30 Jul Support, not Judgement, for Parents: In the midst of a familiar scene at the grocery store, how can we offer support instead of judgement to families?
It’s your big shopping day and you’ve driven down the hill to find some bargains. As you’re trying to decide between one or two bulk bottles of laundry detergent your concentration is interrupted by the piercing scream of a young child over by the fabric softener. After deciding no one is injured you politely return to your detergent calculations. But before you know it the little girl has thrown her body to the floor, violently kicking everything within her reach, including the bottles of fabric softener which are now all over the floor. Immediately you feel sympathy for the father trying frantically to pick up the bottles, contain his daughter, and get out of the store. You remember a day not so long ago that this was you, desperately wishing your child would just get in the cart. Later as you stand in line to check out you hear people talking about this father and child. “Don’t parents know how to discipline anymore?” “Why did he bring her to the grocery store if she behaves like that?” “Where is that girl’s mother?”
It’s so easy isn’t it, to judge other people’s children, other people’s parenting styles, and other people’s families? We all have so many opinions about the right and wrong way to parent, the right and wrong way children should behave.
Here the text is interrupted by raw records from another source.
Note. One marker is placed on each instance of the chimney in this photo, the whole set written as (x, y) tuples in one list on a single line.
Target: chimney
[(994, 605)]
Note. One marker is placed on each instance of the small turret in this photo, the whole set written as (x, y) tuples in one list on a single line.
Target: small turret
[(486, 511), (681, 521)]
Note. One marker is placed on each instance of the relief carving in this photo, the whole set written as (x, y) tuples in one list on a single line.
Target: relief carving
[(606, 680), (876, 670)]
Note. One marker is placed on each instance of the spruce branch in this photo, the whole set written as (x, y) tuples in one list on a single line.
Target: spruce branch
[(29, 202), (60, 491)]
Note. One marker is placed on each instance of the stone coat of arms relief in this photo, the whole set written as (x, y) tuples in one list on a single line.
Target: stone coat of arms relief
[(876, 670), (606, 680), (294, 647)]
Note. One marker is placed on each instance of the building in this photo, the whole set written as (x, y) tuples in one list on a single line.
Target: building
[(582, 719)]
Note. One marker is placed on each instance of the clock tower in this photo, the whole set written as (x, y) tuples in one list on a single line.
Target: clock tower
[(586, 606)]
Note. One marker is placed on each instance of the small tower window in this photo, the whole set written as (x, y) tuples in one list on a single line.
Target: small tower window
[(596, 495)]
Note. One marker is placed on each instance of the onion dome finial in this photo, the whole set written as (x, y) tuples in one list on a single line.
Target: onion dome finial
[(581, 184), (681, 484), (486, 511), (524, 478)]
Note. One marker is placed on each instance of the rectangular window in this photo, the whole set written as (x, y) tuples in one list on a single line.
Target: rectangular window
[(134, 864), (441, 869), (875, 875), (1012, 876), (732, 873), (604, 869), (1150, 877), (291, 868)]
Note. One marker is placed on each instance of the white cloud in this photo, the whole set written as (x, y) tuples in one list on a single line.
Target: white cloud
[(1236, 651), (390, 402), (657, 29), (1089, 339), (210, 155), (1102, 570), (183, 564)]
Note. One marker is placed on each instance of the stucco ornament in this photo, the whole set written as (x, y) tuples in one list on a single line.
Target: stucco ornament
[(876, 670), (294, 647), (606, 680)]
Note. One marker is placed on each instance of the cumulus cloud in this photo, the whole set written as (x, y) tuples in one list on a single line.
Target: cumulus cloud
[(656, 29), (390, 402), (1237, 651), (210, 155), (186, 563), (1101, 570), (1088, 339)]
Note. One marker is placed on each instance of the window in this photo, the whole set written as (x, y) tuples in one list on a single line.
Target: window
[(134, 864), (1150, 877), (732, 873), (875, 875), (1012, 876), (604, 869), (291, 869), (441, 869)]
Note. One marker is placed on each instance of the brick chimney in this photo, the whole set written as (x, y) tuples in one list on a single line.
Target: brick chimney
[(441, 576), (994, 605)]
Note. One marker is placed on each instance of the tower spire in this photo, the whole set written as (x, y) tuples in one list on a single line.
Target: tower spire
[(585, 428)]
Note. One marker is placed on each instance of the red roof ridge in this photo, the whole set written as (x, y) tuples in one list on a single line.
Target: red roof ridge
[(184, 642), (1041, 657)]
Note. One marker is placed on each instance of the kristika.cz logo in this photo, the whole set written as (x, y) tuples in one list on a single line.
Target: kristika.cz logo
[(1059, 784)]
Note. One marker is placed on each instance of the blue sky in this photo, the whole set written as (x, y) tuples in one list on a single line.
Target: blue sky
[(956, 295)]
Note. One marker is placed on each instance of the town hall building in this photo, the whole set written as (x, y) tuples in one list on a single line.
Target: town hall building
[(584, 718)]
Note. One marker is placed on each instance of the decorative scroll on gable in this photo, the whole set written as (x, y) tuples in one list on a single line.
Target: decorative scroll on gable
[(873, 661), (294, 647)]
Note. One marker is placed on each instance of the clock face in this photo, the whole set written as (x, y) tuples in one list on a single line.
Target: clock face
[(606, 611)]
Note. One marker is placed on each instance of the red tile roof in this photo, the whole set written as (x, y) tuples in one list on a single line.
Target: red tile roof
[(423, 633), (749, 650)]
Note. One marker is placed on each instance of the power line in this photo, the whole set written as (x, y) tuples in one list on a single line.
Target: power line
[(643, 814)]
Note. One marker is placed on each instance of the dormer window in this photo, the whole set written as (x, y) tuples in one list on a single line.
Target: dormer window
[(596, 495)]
By the time parents and their children come into my office they are terrified that I’m going to join in the blame game. Frequently the fear of being judged by yet another person keeps families from seeking out counseling until a simple, straightforward problem is compounded by time, resulting in a complex, multifaceted issue.
So this month instead of hiding in judgment, may we each find the bravery to reach out and offer support to those around us, even if it’s mopping up fabric softener.